In, perhaps, a misguided desire for elegance, I moved our DNS server from an aged and infirm host onto our existing file/mail server (Dell PowerEdge/2450 w/dual PIII/866 CPUs and 2GB RAM, running Fedora Core 1 w/all updates). Since the DNS server sat on a different subnet, I added a second NIC to the file/mail server and created the appropriate files in /etc/sysconfig/network-scripts (ifcfg-eth1 and route-eth{0,1}).
"route -n" shows:
Kernel IP routing table Destination Gateway Genmask Flags Metric Ref Use Iface 128.139.197.0 0.0.0.0 255.255.255.0 U 0 0 0 eth1 128.139.206.0 0.0.0.0 255.255.255.0 U 0 0 0 eth0 169.254.0.0 0.0.0.0 255.255.0.0 U 0 0 0 eth1 127.0.0.0 0.0.0.0 255.0.0.0 U 0 0 0 lo 0.0.0.0 128.139.197.16 0.0.0.0 UG 0 0 0 eth1 0.0.0.0 128.139.206.1 0.0.0.0 UG 1 0 0 eth0
The problem is that although packets received from the two subnets arrive through the corresponding device, *packets sent to a host on a subnet other than 128.139.197.0 exit through eth1.*
Running "ping 128.139.206.12" from a host on the 128.139.206.0 subnet shows that packets exit via eth1, rather than via eth0:
root@efes network-scripts# tcpdump -i eth1 host horen.tau.ac.il tcpdump: listening on eth1 11:54:38.192269 efes.iucc.ac.il > horen.tau.ac.il: icmp: echo reply 11:54:39.202538 efes.iucc.ac.il > horen.tau.ac.il: icmp: echo reply 11:54:40.212855 efes.iucc.ac.il > horen.tau.ac.il: icmp: echo reply
I understand that this is because the metric for eth1 is "0", while the metric for eth1 is "1". If I understand correctly, changing the metric for eth0 to "0" would mean that every packet would be sent to *both* interfaces, giving me a 50% packet loss.
Is there a way to configure routing on this server so that a packet's source-address is "honored" by the system when responding?
worst-case, I'll cobble together a separate DNS server from an unused PIII/500...
TIA!
Jonathan B. Horen wrote:
Is there a way to configure routing on this server so that a packet's source-address is "honored" by the system when responding?
There are some details lacking, such as what are the addresses of the workstations.

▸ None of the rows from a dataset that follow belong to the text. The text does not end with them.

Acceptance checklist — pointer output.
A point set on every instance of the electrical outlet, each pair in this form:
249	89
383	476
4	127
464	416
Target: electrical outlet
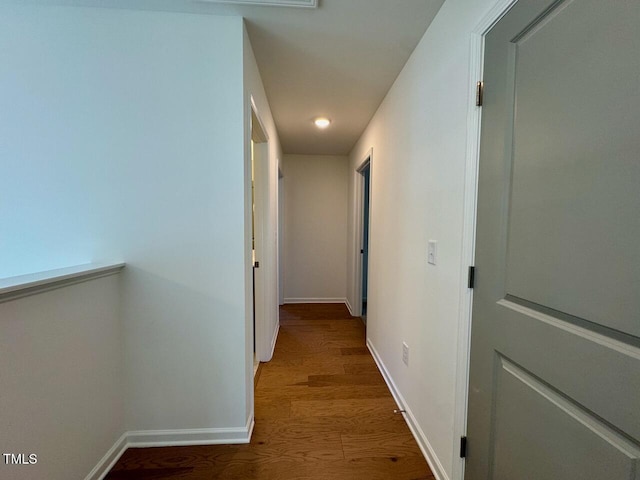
432	252
405	353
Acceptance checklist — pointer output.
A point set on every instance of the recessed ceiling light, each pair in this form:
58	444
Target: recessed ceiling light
322	122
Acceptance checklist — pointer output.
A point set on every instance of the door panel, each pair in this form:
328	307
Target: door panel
554	390
575	165
563	440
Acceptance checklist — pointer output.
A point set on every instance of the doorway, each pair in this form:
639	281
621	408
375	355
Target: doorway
364	251
555	340
363	236
259	205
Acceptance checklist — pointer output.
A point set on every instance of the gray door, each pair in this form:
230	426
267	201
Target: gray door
554	389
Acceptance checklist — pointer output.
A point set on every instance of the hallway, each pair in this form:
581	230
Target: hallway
322	411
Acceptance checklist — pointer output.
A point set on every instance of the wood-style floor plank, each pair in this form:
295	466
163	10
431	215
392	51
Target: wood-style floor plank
322	412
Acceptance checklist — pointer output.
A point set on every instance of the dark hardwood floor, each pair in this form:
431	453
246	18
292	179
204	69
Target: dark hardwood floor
322	412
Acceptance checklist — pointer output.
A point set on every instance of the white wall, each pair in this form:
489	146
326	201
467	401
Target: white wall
267	333
315	228
122	137
62	381
419	140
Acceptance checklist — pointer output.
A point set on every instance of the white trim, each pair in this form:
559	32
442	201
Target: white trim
349	307
315	300
110	458
367	159
427	450
170	438
474	116
34	283
274	340
271	3
196	436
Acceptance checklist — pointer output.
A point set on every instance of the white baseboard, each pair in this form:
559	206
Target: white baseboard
170	438
109	460
427	450
315	300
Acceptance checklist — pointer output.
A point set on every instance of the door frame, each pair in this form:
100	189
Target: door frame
474	117
265	305
359	231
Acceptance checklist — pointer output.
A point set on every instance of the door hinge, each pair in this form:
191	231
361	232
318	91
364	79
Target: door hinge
479	93
463	447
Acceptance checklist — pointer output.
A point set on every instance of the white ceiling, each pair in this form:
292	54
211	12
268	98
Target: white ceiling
337	60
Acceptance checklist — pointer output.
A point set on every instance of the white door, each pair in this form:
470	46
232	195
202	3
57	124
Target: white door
554	390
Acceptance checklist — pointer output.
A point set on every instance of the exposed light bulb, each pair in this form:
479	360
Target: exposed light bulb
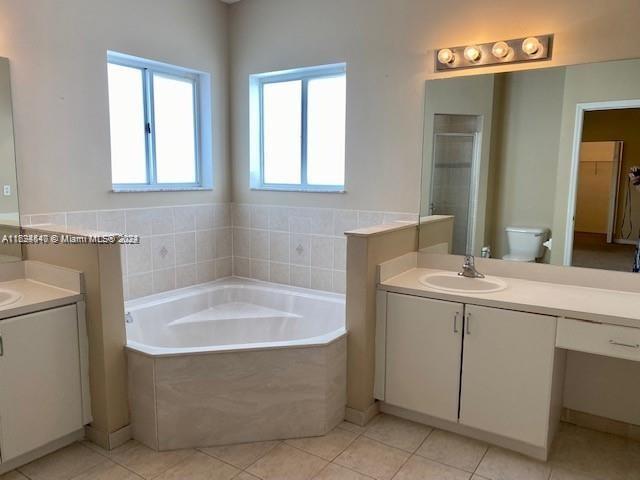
500	49
446	56
472	53
531	45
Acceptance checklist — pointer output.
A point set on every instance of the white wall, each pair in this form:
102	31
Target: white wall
388	46
57	51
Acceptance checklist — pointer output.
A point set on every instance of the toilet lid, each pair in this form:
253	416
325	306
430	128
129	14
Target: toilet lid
514	257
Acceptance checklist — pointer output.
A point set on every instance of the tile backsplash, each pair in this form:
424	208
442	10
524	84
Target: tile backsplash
185	245
305	247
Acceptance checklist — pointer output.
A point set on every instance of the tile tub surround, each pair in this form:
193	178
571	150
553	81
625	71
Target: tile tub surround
225	398
190	244
179	245
300	246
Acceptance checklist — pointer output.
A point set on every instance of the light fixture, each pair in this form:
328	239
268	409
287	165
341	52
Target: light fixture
472	53
524	49
531	45
446	56
500	49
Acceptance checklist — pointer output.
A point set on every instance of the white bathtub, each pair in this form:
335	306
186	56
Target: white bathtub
233	314
235	361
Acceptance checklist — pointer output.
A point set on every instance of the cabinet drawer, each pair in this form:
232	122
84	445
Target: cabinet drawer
601	339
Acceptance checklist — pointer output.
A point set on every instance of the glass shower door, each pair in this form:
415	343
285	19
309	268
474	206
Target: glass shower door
451	184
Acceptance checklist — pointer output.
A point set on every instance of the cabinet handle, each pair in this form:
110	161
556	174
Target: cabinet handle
620	344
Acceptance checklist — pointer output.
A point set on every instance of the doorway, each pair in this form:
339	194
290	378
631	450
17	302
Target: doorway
605	230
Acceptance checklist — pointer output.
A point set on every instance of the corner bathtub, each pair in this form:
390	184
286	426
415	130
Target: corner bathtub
235	361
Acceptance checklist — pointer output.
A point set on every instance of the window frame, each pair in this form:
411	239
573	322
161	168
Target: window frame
257	82
201	112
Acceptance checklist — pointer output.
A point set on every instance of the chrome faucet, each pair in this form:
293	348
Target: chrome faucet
469	268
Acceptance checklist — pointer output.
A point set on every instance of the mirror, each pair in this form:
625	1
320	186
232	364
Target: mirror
9	211
537	165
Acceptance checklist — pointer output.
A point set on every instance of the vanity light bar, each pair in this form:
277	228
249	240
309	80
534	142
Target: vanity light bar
526	49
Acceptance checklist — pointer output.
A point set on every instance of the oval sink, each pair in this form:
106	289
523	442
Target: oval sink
452	282
7	297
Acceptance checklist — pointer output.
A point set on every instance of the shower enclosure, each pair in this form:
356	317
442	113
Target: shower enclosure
456	150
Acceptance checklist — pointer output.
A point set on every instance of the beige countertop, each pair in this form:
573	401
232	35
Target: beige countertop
36	296
583	303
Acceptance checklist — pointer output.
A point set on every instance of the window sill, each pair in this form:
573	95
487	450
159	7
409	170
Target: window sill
159	189
299	190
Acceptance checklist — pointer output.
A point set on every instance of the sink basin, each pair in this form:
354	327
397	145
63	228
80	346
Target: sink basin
452	282
7	297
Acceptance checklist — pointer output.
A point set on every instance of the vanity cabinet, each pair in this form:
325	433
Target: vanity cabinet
507	373
40	379
482	369
424	346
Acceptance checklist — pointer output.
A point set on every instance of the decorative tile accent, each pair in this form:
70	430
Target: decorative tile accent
187	244
305	247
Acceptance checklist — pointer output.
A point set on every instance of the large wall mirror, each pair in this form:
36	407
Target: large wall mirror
534	165
9	211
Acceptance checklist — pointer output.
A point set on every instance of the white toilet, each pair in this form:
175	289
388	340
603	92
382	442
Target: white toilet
525	243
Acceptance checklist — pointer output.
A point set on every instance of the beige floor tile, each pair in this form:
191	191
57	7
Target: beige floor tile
63	464
418	468
14	475
597	454
287	463
241	455
336	472
200	467
245	476
500	464
352	427
397	432
562	474
107	470
454	450
372	458
146	462
328	446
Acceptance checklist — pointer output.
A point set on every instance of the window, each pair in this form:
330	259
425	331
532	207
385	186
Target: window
158	118
298	129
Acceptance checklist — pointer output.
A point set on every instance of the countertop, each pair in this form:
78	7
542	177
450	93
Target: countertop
36	296
582	303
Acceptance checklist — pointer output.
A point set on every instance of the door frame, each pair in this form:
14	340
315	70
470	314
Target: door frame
581	108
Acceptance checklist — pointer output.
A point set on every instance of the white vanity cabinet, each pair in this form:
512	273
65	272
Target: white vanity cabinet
424	345
507	373
485	372
41	379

In particular the workstation that was pinging in your example.
Here is what I think is happening: The metric field is ignored, but when routes handle duplicate destinations (in this case default or 0/0) the last one added prevails in my experience.
If the workstations were local the interface device routes should prevail. So I am guessing that you pinged the name server address from a different subnet from any in your route table, and the last interface brought up's associated route-ethx defined route is how the response was sent.

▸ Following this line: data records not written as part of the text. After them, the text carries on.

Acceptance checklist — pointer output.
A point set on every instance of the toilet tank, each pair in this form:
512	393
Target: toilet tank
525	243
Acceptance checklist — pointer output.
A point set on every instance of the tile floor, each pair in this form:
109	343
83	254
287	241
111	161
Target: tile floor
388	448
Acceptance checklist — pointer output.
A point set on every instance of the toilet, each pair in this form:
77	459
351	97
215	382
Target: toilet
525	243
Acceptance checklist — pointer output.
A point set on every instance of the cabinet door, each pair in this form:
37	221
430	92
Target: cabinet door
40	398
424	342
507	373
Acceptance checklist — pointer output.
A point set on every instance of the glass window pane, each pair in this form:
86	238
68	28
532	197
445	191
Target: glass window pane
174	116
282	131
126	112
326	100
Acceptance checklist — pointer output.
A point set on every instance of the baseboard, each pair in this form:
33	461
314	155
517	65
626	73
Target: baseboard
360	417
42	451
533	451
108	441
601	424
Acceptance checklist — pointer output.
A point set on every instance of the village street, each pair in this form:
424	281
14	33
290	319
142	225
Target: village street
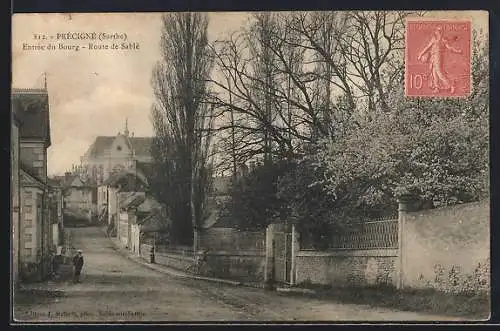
115	288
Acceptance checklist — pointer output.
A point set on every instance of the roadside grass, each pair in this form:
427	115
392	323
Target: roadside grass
473	307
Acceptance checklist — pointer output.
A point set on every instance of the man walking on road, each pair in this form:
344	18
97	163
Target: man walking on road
78	265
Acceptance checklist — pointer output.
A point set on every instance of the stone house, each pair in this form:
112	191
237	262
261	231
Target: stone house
56	199
80	197
144	216
31	107
110	154
15	193
125	180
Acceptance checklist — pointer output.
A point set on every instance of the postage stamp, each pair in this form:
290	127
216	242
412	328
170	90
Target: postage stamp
438	58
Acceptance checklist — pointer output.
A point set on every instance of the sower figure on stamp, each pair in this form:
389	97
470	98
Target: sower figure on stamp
434	52
77	265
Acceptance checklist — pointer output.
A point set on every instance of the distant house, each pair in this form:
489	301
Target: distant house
80	197
109	154
31	107
122	180
217	198
56	200
15	192
144	215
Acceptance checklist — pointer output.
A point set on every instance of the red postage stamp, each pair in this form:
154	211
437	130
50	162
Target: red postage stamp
438	58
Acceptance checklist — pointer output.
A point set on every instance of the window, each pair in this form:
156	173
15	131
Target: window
27	195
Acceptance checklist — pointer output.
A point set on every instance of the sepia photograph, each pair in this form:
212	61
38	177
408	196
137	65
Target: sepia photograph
292	166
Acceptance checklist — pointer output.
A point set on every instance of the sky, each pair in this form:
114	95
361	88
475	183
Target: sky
92	92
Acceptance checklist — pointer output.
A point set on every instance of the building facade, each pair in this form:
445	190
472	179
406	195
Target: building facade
80	198
109	154
15	194
35	230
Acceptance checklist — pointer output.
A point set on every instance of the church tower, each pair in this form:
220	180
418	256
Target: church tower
126	132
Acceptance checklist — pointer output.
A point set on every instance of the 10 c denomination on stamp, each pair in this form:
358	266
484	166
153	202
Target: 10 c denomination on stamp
438	58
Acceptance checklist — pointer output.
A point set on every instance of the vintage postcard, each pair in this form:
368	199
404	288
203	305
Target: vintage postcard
250	167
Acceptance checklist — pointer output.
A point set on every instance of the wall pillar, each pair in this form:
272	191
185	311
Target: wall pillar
269	266
403	208
295	250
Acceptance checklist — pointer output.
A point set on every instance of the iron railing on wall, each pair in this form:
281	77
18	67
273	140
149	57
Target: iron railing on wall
368	235
374	234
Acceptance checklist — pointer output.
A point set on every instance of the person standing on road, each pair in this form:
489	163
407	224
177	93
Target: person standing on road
78	265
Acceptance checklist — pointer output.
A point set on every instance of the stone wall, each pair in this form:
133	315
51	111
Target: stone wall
444	248
245	266
446	243
347	268
229	239
178	262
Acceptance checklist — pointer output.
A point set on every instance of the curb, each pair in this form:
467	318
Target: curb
171	272
180	274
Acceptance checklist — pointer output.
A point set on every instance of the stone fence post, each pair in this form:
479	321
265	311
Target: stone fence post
295	250
403	208
269	266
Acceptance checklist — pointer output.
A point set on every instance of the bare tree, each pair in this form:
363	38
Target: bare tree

Try this experiment: ifdown eth0 ifup eth0
I think you will see all packets to non-local subnets go through eth0 via 128.139.197.16.

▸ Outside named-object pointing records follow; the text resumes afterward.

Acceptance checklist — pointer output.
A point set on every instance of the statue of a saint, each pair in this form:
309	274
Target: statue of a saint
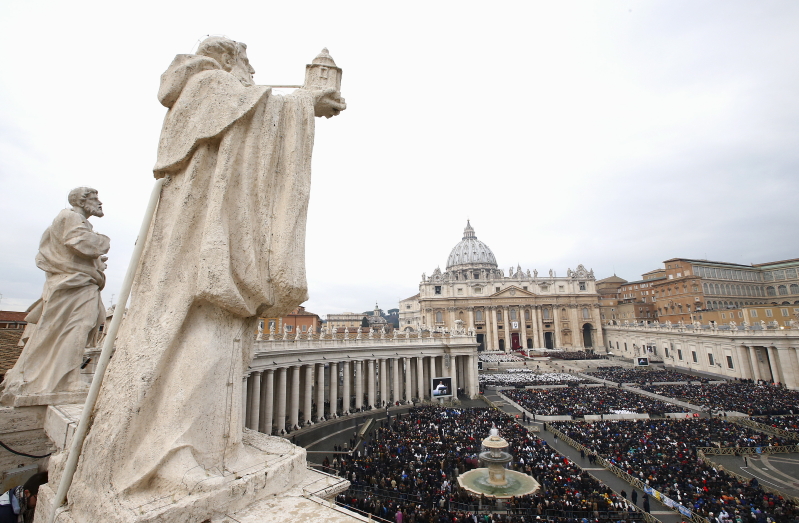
226	246
66	319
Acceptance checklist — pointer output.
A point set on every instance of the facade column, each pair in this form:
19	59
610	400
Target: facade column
245	403
346	393
333	392
506	324
358	385
774	364
395	396
370	381
523	325
385	395
786	367
600	338
320	391
408	387
267	403
281	400
294	404
307	408
556	322
535	310
420	377
255	400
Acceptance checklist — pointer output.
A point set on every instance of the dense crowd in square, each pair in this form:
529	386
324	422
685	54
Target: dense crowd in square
748	398
500	357
662	454
411	465
641	376
528	378
579	401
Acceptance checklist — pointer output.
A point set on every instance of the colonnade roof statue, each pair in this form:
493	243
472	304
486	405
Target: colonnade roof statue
67	317
226	246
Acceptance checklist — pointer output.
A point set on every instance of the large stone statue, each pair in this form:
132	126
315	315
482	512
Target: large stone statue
66	319
226	246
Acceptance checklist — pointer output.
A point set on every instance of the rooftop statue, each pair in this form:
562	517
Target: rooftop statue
67	318
226	246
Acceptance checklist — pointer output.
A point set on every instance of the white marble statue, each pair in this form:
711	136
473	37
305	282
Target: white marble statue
67	317
227	245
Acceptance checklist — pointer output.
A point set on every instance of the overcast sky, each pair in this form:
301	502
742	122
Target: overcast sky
612	134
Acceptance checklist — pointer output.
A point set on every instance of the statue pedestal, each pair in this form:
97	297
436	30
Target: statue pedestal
278	486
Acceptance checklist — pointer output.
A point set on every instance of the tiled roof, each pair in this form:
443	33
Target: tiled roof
9	351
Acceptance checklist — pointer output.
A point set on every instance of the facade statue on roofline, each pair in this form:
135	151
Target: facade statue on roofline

There is no harm in either configuration unless you believe one default route is a faster way to get there, or not all the same subnets are accessible via either gateway.
If the former is true, then remove the route-ethx file for the slow gateway route. If the latter is true, then you need to put more specific routes in each of the route-ethx files, not simply designate both of them as default.
There are routing daemons available if there are routing protocols supported by your gateways through which the server can learn the most effective route to a destination. See the quagga package included in fedora core.